I'm a 7 o'clock man...


----------



## lurker (24 Jul 2008)

oldsoke":lpbm3hhv said:


> I prefer half an hour either side of *7* o'clock.... otherwise you'll miss Enders/Corrie :lol: :lol: :lol: :lol: :lol: :lol: :lol: :lol:



:roll: I'd stick to turning if I were you Graham :lol:


----------



## CHJ (24 Jul 2008)

lurker":22tg4tzg said:


> :roll: I'd stick to turning if I were you Graham :lol:



It's what he's turning into that worries me.


----------



## Anonymous (24 Jul 2008)

I'm alright...it's the rest


----------



## Bodrighy (24 Jul 2008)

So change your rest, probably why you caught your thumb or finger. 

Pete


----------



## loz (24 Jul 2008)

boysie39":chtrgl0l said:


> Hiya Chas, and the rest, the best piece of advise given on the site in the couple of years ive been readingand looking. Would it be possible to have this at the top of the site with the rules. Then if you are a newbie and read what is allowed and not, you have this as a way of showing that this forum cares about who uses it and SAFTEY is paramount on this FORUM.
> Well done boys dont just accept standards SET them.REgards Boysie



I'm in the same thought - if we could have a "Saftey" sticky ??? that all these posted could be added into ?


----------



## Bob Chapman (25 Jul 2008)

Hi Chas,

I've only just seen your advice, but agree with you totally. I used to have a teacher who would tell us to 'mark, read, learn and inwardly digest' anything he considered important. I think it definitely applies to your posting.

Bob


----------



## boysie39 (25 Jul 2008)

Well done Chas. 
Glad to see your Safety Article where it should be 
Really It Should Be A Big Well Done To Mods. As Well I would have put MODERATORS only I did'nt know how to speil it

WELL DONE ALL!

reGARDS BOysie


----------



## Paul.J (30 Jul 2008)

Sound advice Chas and with good piccys demonstrating.


----------



## Bob Graham (2 Sep 2017)

Thank you from an old noob.


----------



## Robbo3 (3 Sep 2017)

Thank you Chas. I hadn't seen that before ... obviously too much of a newb on this forum.

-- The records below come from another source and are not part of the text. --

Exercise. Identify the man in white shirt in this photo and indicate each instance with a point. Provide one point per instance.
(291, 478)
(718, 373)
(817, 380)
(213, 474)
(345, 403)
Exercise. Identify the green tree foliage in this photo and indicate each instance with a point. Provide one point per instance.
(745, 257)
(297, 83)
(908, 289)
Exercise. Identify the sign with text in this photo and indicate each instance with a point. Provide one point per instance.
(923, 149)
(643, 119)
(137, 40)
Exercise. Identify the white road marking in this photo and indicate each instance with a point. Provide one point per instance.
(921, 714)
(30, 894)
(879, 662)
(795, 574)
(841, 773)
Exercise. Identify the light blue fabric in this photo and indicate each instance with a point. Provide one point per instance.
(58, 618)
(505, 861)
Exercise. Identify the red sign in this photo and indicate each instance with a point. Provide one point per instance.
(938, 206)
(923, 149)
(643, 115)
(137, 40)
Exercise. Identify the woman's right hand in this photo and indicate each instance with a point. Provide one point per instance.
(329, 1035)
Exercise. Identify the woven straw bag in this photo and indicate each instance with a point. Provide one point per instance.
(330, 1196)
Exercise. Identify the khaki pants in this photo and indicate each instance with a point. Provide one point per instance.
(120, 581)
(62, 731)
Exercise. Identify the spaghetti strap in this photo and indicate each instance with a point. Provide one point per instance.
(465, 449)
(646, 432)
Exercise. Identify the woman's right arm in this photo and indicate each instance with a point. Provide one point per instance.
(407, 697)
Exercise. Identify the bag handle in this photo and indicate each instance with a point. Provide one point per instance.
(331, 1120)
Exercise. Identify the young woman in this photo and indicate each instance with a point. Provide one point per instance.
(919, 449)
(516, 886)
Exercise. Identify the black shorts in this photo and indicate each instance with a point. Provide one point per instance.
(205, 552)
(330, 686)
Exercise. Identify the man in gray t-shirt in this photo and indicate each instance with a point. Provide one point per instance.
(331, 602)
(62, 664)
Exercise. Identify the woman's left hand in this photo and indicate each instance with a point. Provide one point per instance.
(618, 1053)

Gary Rance always makes the point that you move the tool rest out of the way & sand at the 8 o clock position because the most dangerous stuff is the dust & it's then moving away from you rather than being thrown in your face.


----------



## Carper (25 Sep 2017)

Thank you chaps for taking the time to advise us on the aspects of safety. I am so glad that I took the time to read all the advice here. One item read, many more to go.
Cheers all.

(hammer)


----------